Quatre mois après le décès de son fondateur, Bernard Frappier, Vigile est parvenu à se maintenir. Le défi demeure énorme. Notre ami Bernard en menait large sous des apparences très discrètes. Surtout, Bernard consacrait tout son temps à Vigile, 24h par jour, 7 jours par semaine, et 12 mois par année. Il ne faisait rien d’autre. Vivant en ermite en compagnie de ses chats et se contentant de peu, il en était graduellement venu à ne faire qu’un avec son site.
Cette symbiose totale n’est pas facilement reproductible car elle reposait entièrement sur la situation personnelle de Bernard, ses traits particuliers de caractère, et sa formation en philosophie qui lui permettait de situer les événements dans leur contexte le plus large, de les mettre en perspective, de faire ressortir leurs interrelations, d’en dégager le sens, et de voir au delà.
Vous le devinez aisément, le remplacer n’était pas chose facile. C’était même impossible. D’abord, rares sont les personnes qui sont dans une situation qui leur permet le même degré d’abnégation en temps et en argent dont Bernard a fait preuve. Ensuite, pour animer un site comme Vigile, il faut une expérience de la vie et une connaissance de l’histoire, et plus particulièrement la nôtre, qu’on ne retrouve pas nécessairement chez tout le monde.
Pendant les quatre derniers mois, j’ai tenté tant bien que mal de tenir le fort. Mais je ne dispose pas du temps de Bernard et j’ai d’autres obligations. De plus, je crois que je peux être plus utile à écrire, et ma présence sur le site s’est ressentie du travail que j’ai fait en coulisse, sans compter que j’ai un nouveau livre en chantier que je dois livrer à mon éditeur le 1er mars.

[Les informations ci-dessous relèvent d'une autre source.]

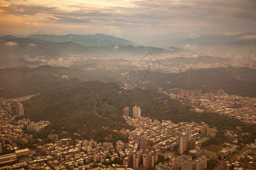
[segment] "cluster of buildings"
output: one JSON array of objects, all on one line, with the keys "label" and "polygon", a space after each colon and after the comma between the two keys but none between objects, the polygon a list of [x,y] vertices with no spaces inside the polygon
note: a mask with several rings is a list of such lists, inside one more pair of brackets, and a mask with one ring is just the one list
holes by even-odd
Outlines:
[{"label": "cluster of buildings", "polygon": [[[16,121],[11,109],[14,100],[1,99],[0,106],[0,154],[14,152],[19,145],[33,141],[31,135],[24,134],[23,129],[30,124],[29,120]],[[3,106],[3,107],[2,107]]]},{"label": "cluster of buildings", "polygon": [[136,128],[130,133],[128,144],[133,146],[131,148],[131,152],[133,150],[134,153],[133,169],[147,169],[151,167],[154,162],[151,160],[156,156],[158,159],[161,157],[167,160],[162,164],[155,164],[157,169],[206,168],[206,156],[203,155],[203,151],[199,147],[201,143],[196,140],[200,139],[201,130],[204,130],[202,127],[207,127],[207,125],[204,126],[204,123],[200,125],[195,122],[175,124],[164,120],[160,122],[156,120],[152,121],[148,117],[125,118],[127,123]]},{"label": "cluster of buildings", "polygon": [[255,169],[255,168],[256,159],[250,155],[234,156],[234,161],[225,161],[221,166],[221,169],[224,170]]},{"label": "cluster of buildings", "polygon": [[[159,91],[162,90],[159,88]],[[166,92],[162,91],[167,93]],[[223,90],[201,94],[201,90],[188,90],[174,88],[168,94],[173,99],[190,100],[192,104],[200,104],[201,108],[207,112],[216,112],[224,117],[238,119],[248,124],[256,123],[256,98],[229,95]],[[195,107],[195,110],[203,112]]]},{"label": "cluster of buildings", "polygon": [[27,129],[29,131],[40,132],[42,131],[46,126],[50,124],[50,122],[48,121],[40,121],[36,123],[31,122],[31,123],[27,126]]},{"label": "cluster of buildings", "polygon": [[[123,116],[125,117],[130,116],[130,108],[128,107],[126,107],[123,109]],[[133,117],[137,118],[141,117],[141,109],[139,107],[134,106],[133,107]]]},{"label": "cluster of buildings", "polygon": [[207,111],[248,124],[256,123],[256,99],[226,94],[215,96],[214,101],[210,100],[200,100],[201,106]]},{"label": "cluster of buildings", "polygon": [[202,90],[184,90],[178,88],[174,88],[171,90],[171,91],[175,95],[179,97],[195,97],[195,96],[201,96],[202,95]]}]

Fort heureusement, la Société des Amis de Vigile a pu recruter ces dernières semaines des nouveaux collaborateurs d’expérience qui vont pouvoir contribuer à enrichir le contenu de Vigile. Leur présence se fera graduellement sentir au fil des prochaines semaines.

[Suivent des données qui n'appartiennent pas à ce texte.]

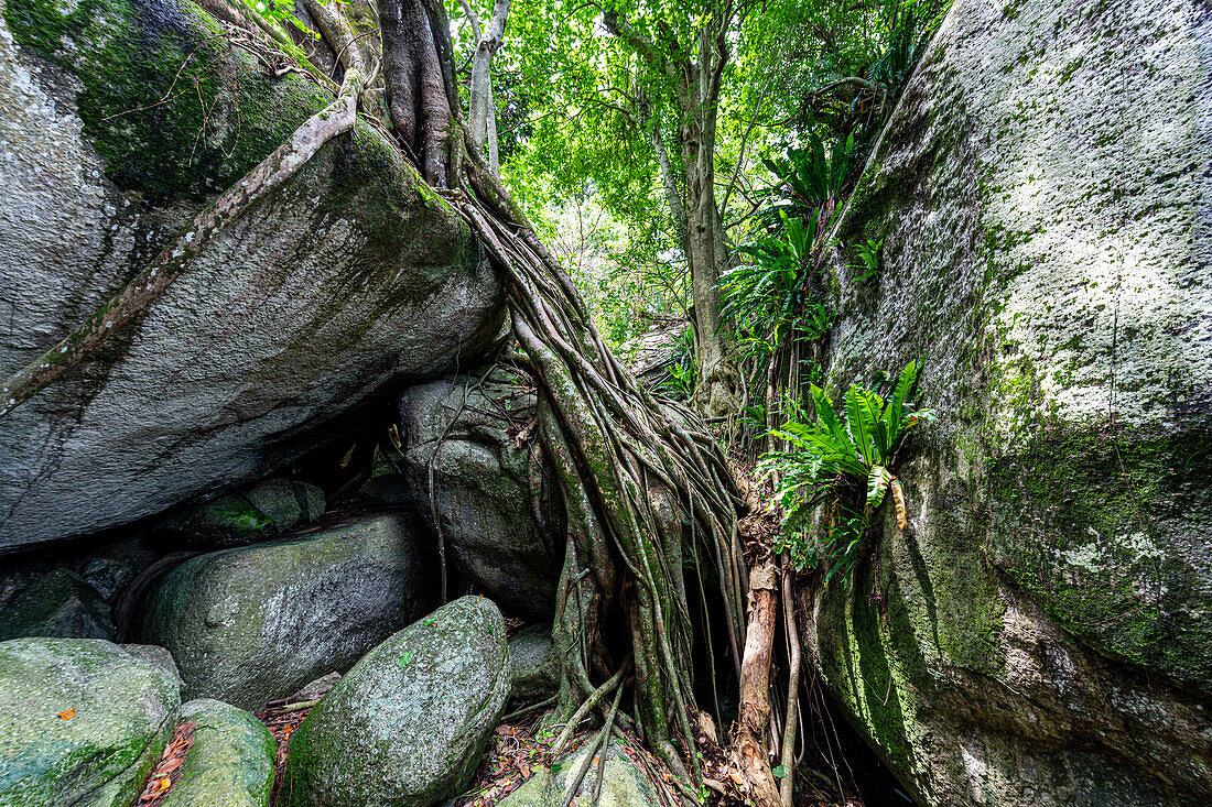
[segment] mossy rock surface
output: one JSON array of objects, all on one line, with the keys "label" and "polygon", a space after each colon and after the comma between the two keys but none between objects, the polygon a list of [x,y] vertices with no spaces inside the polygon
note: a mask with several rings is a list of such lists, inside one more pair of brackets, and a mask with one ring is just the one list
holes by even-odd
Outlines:
[{"label": "mossy rock surface", "polygon": [[559,689],[551,625],[531,625],[509,639],[513,670],[510,697],[527,703],[550,698]]},{"label": "mossy rock surface", "polygon": [[200,699],[181,708],[181,721],[196,722],[193,744],[160,807],[268,807],[278,744],[259,720]]},{"label": "mossy rock surface", "polygon": [[400,397],[405,476],[408,498],[431,531],[441,530],[467,582],[510,611],[550,618],[560,566],[531,506],[534,448],[515,446],[510,434],[533,416],[534,399],[514,380],[456,376],[408,388]]},{"label": "mossy rock surface", "polygon": [[501,611],[467,596],[366,654],[291,737],[288,807],[433,807],[467,786],[509,698]]},{"label": "mossy rock surface", "polygon": [[324,515],[325,496],[315,485],[269,479],[240,493],[178,513],[158,525],[187,546],[227,549],[271,540]]},{"label": "mossy rock surface", "polygon": [[[102,309],[331,101],[267,73],[187,0],[4,0],[0,373]],[[265,479],[384,385],[467,366],[503,302],[458,213],[359,122],[0,420],[0,468],[15,469],[0,553]]]},{"label": "mossy rock surface", "polygon": [[825,387],[938,417],[811,643],[922,805],[1212,801],[1210,32],[956,0],[840,211]]},{"label": "mossy rock surface", "polygon": [[258,709],[429,607],[435,573],[405,514],[193,557],[148,593],[137,634],[172,651],[188,698]]},{"label": "mossy rock surface", "polygon": [[0,805],[127,807],[177,725],[179,687],[103,640],[0,642]]}]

Au cours des prochains mois, il faudra également procéder à une modernisation du site (logiciel de soutien et aspect visuel), de façon à rendre l’expérience de consultation plus agréable.

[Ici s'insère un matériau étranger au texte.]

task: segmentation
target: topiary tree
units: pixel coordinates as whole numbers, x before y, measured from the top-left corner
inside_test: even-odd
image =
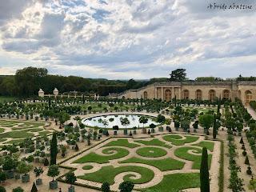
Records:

Tout ceci a évidemment un coût, et vous aurez sans doute remarqué que notre objectif de financement pour l’année a été fixé à 60 000 $. C’est le prix à payer pour avoir accès à une information entièrement libre axée sur notre combat en faveur de l’indépendance. Par ailleurs, vous comprendrez que la présence de Vigile sur la scène médiatique n’est pas du goût de nos adversaires qui cherchent à nous mettre des bâtons dans les roues, ce qui a une incidence sur nos coûts d’opération. C’est en effet de cette façon qu’il faut interpréter les procédures judiciaires en cours contre Vigile, selon la technique bien connue de la poursuite-bâillon.
Depuis le décès de Bernard Frappier, certains habitués de Vigile nous ont fait part de leurs idées pour améliorer le fonctionnement du site. Le fait qu’elles n’aient pas encore été mises en oeuvre ne doit pas être interprété comme un rejet de celles-ci. Notre première priorité était d’assurer la continuité, et cette tâche s’est révélée à l’expérience beaucoup plus lourde que nous l’avions anticipé, sur tous les plans. Lorsque nous aurons atteint notre vitesse de croisière, nous serons en mesure d’accorder à ces suggestions toute l’attention qu’elles méritent.
En attendant, l’avenir de Vigile est entre vos mains. Vigile ne peut pas fonctionner sans vos contributions, et il en a un urgent besoin.